As proposed in the House bill and provided for in Obama's current budget blueprint, physician payments would not be cut at all in 2010. The House bill would then replace the current formula for trimming reimbursements with a more generous "target" ratio -- which Congress could ignore whenever Medicare spending outpaced economic growth.
The AMA's Nielsen said the change was necessary because the proposed cuts were so extreme they would undermine the stability of the Medicare program. The AMA is worried about costs in general, noting that it has also pushed for malpractice and other reforms included in the president's proposal.
"This is a big concession to doctors," said Lawrence Jacobs, a University of Minnesota health policy specialist. "Waxman, like any good reformer, is pushing costs into the future and emphasizing benefits in the near term. The magic of reform in America is to get prospective stakeholders to focus on wins in the present and delay the cost as much as you can."
Whatever the pros and cons of rescinding the cuts, their value to doctors is not in dispute.
Nor is the historic shift in doctors' views on the government overhaul of the healthcare system.
About 60 years ago, with charges of "socialized medicine," the nation's physicians led a devastatingly successful campaign against President Truman's effort to pass the first comprehensive healthcare overhaul of modern times.
In the years that followed, the AMA became a lobbying powerhouse that frustrated healthcare initiatives by Democrats and Republicans alike. Armed with deep pockets, a matchless grass-roots network and the unusual credibility that doctors have traditionally enjoyed with patients, the AMA turned back almost every plan to revamp healthcare.
After the House Energy and Commerce Committee passed its legislation, the organization offered an immediate statement of support. It issued a similar statement lauding the Obama administration's approach to health reform on the morning before the president's speech to Congress last week.
Perhaps more important are the AMA's efforts to sway public opinion in favor of Obama's proposed reforms.
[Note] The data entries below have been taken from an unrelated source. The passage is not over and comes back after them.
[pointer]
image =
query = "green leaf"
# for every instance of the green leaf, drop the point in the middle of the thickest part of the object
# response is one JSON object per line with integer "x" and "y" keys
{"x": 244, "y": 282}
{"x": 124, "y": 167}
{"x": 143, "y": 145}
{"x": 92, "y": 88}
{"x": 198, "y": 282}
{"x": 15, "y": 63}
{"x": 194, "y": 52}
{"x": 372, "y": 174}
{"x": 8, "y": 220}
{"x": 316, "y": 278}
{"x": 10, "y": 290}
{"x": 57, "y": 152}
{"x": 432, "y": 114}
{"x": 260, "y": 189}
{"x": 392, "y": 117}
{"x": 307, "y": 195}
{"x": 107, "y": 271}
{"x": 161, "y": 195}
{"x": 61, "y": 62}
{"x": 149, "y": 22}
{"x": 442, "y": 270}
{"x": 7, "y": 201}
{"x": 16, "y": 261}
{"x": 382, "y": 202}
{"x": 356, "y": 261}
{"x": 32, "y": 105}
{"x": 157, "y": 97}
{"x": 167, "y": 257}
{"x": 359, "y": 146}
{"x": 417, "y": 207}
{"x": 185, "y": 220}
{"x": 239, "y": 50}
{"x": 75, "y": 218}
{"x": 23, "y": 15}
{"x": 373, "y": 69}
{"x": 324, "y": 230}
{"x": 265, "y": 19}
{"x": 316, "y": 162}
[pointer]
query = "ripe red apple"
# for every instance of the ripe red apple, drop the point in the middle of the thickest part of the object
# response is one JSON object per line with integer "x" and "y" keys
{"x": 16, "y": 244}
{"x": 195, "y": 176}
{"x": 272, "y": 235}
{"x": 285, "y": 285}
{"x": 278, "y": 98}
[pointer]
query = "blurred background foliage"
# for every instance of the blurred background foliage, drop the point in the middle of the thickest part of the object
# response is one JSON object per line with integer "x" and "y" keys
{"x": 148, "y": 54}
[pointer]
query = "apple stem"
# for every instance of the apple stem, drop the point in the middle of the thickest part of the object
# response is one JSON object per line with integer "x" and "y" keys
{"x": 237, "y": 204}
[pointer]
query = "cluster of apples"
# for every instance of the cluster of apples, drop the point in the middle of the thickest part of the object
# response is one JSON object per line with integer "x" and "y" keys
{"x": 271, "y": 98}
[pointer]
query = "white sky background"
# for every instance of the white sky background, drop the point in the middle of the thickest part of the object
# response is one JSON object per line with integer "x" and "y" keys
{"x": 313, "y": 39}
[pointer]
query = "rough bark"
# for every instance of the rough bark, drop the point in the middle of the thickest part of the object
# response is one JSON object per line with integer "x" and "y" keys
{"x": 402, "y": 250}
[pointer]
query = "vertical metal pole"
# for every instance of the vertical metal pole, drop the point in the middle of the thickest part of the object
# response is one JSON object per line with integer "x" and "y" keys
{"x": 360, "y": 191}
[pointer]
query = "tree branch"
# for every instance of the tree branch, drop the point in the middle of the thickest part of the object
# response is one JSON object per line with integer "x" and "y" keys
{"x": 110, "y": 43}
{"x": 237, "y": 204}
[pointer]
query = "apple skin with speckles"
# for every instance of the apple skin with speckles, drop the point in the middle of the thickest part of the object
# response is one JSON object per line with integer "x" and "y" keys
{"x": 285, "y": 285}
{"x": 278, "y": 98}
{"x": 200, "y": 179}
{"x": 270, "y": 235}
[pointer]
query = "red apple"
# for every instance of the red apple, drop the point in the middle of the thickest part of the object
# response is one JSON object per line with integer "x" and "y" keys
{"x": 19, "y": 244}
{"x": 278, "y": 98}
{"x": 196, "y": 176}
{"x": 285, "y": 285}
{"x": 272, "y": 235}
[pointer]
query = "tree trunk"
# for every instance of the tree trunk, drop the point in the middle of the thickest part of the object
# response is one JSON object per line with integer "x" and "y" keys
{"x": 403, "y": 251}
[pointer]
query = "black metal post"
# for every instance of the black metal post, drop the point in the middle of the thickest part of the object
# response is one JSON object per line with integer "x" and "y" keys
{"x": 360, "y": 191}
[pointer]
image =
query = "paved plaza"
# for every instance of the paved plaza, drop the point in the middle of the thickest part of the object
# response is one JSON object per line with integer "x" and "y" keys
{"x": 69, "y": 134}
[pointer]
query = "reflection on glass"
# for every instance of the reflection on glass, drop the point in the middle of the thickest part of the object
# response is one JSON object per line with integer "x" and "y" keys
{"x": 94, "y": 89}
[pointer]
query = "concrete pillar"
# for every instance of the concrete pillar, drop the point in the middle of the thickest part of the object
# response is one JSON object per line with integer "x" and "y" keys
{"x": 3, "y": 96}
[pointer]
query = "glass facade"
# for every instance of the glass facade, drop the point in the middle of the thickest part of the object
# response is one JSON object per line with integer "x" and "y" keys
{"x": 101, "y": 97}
Like the pharmaceutical industry, the AMA has underwritten an advertising campaign backing the president's plan.
For example, since Aug. 13, viewers in key markets have seen $8 million in ads sponsored by the Americans for Stable Quality Care, an organization that includes the AMA and a handful of other institutional backers of Obama's proposal.
Most of the ads have been focused on the states of key senators on the finance committee and on Louisiana and Arkansas, where conservative Democrats are thought to be wavering.